Welcome
What you’re reading is a lightly modified version of R for Data Science for the class Data Science for Linguists at the University of Pittsburgh. R4DS was originally written by Hadley Wickham and Garrett Grolemund (book site, GitHub). It was released under a Creative Commons BY-NC-ND 3.0 License, and this version is being made available under that same license.
Text in yellow boxes like this one are from Dan. 99.9% of the rest is by the original authors.
This is the website for “R for Data Science”. This book will teach you how to do data science with R: You’ll learn how to get your data into R, get it into the most useful structure, transform it, visualise it and model it. In this book, you will find a practicum of skills for data science. Just as a chemist learns how to clean test tubes and stock a lab, you’ll learn how to clean data and draw plots—and many other things besides. These are the skills that allow data science to happen, and here you will find the best practices for doing each of these things with R. You’ll learn how to use the grammar of graphics, literate programming, and reproducible research to save time. You’ll also learn how to manage cognitive resources to facilitate discoveries when wrangling, visualising, and exploring data.

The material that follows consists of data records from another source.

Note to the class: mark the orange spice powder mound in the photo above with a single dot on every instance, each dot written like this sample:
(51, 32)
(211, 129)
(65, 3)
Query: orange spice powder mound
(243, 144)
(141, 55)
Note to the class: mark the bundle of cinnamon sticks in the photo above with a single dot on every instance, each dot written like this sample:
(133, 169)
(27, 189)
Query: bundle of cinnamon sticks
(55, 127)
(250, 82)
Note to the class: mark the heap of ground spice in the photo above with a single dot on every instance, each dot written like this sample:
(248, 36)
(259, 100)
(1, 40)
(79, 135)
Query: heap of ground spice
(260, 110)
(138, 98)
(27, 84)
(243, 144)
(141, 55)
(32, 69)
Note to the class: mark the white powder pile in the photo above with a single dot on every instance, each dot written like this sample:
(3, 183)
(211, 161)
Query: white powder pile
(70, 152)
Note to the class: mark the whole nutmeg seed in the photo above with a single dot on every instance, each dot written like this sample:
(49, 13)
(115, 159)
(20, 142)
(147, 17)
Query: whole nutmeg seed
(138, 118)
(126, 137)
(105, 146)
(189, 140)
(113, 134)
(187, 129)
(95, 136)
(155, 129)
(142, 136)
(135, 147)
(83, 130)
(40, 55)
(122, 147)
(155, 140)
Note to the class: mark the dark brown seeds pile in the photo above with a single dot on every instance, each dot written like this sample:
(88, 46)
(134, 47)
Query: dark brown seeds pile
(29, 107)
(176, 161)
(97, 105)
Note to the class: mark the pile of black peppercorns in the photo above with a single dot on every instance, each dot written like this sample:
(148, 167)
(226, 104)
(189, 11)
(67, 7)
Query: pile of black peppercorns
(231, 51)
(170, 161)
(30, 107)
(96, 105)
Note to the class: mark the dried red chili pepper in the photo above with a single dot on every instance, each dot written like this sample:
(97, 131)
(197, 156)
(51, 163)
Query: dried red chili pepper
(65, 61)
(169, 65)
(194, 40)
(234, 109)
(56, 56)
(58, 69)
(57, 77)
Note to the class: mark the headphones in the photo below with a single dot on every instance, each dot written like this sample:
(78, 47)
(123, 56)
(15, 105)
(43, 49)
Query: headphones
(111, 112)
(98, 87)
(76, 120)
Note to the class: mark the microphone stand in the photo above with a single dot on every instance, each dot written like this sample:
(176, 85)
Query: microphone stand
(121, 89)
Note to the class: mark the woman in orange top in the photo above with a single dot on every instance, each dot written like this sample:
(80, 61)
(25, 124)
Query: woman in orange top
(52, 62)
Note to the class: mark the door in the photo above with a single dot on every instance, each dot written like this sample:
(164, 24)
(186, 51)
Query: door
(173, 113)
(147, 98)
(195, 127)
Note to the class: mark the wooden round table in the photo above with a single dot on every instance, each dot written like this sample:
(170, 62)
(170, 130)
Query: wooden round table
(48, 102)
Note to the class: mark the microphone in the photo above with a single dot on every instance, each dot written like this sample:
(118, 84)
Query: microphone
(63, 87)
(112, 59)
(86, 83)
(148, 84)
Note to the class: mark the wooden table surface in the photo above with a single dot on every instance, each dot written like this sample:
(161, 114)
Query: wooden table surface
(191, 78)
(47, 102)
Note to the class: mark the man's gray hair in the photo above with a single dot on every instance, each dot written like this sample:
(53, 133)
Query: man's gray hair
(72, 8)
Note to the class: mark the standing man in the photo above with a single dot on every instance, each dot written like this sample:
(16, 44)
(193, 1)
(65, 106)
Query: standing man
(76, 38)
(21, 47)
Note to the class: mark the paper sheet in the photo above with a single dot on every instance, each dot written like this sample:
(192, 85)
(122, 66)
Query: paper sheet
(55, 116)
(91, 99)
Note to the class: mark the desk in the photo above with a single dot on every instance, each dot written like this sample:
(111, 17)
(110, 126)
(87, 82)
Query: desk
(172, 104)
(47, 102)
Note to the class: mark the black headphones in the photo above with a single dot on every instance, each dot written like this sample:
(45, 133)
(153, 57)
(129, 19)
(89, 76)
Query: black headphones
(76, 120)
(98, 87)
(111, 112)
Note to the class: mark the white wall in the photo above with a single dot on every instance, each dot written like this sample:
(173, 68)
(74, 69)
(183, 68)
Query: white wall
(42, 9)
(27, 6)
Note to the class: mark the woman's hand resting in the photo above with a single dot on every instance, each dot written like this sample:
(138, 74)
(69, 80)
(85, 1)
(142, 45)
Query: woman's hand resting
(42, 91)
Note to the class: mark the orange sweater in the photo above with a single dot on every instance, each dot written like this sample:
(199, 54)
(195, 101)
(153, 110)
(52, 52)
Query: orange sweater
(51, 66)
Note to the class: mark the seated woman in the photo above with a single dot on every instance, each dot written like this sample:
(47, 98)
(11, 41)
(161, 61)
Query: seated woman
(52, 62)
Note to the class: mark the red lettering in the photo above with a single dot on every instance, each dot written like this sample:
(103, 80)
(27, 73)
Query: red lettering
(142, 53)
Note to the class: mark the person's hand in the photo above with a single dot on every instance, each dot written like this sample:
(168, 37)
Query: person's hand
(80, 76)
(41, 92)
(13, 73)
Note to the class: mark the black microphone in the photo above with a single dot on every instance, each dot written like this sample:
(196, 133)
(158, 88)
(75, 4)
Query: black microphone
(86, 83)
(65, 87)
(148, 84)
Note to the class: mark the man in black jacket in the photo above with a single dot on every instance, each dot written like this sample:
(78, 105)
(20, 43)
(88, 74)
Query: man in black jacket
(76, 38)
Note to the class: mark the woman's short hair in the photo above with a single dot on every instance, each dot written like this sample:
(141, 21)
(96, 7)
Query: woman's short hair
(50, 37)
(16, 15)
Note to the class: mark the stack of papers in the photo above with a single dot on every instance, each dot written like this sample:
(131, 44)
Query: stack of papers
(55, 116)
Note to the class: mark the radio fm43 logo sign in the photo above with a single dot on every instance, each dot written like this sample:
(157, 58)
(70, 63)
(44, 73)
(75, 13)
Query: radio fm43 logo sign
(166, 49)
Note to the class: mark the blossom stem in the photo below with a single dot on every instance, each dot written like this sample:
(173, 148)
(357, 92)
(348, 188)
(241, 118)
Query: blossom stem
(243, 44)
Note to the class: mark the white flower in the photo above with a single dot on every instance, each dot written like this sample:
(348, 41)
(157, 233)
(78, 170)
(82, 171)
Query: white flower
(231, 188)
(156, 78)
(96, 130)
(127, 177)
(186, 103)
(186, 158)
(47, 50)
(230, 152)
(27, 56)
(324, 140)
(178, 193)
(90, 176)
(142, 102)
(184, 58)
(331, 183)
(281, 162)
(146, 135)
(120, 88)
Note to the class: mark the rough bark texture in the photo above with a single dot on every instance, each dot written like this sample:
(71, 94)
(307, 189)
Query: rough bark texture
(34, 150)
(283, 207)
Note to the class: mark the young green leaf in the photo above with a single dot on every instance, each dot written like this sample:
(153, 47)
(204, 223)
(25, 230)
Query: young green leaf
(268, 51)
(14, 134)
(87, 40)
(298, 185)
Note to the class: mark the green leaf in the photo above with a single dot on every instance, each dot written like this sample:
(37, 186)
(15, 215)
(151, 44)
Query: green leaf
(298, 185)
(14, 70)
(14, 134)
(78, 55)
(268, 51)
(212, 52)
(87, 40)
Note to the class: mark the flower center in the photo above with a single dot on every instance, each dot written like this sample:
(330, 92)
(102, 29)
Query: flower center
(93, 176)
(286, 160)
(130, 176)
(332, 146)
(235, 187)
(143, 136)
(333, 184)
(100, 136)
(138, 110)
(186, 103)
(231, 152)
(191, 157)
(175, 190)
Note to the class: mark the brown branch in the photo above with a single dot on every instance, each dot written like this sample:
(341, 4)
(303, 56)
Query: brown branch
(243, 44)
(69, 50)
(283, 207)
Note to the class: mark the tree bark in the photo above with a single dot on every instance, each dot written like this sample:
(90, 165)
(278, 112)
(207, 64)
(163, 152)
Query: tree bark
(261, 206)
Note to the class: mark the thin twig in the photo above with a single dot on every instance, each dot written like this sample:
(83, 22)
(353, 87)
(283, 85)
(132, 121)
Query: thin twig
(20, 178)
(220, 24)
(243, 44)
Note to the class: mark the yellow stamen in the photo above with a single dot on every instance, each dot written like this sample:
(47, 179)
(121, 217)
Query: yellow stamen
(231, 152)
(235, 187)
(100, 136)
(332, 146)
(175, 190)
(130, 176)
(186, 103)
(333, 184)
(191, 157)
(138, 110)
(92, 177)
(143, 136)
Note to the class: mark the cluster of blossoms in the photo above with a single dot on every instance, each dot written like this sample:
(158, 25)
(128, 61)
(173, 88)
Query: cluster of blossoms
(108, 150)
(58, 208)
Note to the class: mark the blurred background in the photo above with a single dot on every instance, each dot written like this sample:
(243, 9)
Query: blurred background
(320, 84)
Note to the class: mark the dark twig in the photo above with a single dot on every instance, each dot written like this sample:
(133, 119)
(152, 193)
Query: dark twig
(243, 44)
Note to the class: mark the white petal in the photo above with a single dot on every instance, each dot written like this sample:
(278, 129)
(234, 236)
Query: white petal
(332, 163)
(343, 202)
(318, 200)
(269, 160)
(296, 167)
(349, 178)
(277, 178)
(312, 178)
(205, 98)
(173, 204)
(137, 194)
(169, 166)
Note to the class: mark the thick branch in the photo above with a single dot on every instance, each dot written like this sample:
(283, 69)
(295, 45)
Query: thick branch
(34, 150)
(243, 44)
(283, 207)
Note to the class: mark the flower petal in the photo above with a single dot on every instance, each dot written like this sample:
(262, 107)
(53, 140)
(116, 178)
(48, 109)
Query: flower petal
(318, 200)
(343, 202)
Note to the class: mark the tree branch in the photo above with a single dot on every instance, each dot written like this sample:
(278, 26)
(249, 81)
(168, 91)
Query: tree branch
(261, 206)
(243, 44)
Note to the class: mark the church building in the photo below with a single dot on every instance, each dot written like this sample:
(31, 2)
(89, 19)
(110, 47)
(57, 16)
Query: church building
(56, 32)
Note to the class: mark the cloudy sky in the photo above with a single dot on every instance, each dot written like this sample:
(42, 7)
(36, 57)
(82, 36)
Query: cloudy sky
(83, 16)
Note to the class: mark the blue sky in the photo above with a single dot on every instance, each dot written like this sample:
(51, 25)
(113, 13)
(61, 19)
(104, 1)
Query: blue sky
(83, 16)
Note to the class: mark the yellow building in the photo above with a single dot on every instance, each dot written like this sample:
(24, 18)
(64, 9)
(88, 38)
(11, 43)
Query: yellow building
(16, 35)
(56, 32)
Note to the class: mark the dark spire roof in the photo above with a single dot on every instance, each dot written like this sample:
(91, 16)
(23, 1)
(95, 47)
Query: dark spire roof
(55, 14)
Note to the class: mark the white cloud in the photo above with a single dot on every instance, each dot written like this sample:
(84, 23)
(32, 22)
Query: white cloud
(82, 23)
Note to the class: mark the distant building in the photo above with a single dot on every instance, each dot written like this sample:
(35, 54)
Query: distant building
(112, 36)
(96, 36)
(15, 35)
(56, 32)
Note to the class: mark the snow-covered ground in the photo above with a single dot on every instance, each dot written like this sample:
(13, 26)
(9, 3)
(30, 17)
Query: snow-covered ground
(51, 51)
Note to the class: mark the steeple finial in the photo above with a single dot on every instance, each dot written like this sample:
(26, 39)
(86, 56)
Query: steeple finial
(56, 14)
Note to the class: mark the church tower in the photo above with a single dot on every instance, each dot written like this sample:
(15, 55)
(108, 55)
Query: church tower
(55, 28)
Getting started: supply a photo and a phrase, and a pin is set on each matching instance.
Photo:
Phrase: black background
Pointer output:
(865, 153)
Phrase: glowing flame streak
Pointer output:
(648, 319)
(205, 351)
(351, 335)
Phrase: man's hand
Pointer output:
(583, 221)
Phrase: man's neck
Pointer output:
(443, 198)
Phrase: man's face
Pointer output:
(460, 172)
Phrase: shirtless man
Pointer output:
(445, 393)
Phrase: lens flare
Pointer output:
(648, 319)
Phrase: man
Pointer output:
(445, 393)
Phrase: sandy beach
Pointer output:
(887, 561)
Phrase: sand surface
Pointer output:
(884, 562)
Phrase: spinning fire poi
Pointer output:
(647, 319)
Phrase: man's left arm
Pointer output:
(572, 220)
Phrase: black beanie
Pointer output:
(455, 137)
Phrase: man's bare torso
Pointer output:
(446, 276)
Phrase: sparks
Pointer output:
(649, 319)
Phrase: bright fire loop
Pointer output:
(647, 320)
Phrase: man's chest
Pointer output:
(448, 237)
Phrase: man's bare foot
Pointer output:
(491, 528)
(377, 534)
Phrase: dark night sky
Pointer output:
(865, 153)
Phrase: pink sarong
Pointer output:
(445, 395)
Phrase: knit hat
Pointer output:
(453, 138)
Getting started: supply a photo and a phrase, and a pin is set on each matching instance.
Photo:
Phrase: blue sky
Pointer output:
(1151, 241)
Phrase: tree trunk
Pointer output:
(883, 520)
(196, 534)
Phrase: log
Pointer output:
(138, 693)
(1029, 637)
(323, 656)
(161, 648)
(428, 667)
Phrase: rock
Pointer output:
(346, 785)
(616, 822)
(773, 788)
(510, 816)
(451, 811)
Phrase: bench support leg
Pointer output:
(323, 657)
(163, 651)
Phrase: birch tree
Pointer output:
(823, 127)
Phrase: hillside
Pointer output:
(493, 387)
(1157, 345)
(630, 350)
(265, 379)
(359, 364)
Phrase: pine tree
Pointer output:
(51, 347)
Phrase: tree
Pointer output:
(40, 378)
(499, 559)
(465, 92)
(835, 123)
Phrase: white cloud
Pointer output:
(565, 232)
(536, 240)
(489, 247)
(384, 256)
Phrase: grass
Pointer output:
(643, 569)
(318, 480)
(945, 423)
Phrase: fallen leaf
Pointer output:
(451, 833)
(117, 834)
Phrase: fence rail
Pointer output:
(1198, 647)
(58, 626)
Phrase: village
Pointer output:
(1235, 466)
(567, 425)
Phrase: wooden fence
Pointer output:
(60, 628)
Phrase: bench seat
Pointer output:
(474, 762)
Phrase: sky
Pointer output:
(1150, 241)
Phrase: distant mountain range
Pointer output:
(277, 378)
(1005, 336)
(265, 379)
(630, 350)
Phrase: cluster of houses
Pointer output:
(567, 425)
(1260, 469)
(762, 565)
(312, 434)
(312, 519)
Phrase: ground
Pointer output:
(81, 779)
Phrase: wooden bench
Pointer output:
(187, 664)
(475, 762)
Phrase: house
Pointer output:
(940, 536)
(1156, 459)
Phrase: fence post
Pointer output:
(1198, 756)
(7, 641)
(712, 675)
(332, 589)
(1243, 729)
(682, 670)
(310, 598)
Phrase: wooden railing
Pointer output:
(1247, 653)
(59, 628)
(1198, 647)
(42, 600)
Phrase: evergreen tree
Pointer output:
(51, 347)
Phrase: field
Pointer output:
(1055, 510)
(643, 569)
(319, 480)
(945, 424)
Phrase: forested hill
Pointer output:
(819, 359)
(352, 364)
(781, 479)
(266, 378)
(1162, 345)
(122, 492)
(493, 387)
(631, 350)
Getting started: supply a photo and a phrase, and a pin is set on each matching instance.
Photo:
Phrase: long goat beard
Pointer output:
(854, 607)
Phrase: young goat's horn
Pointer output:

This website is (and will always be) free to use, and is licensed under the Creative Commons Attribution-NonCommercial-NoDerivs 3.0 License. If you’d like a physical copy of the book, you can order it from bookshop.org; it was published by O’Reilly in January 2017. If you’d like to give back please make a donation to Kākāpō Recovery: the kākāpō (which appears on the cover of R4DS) is a critically endangered native NZ parrot; there are only 213 left.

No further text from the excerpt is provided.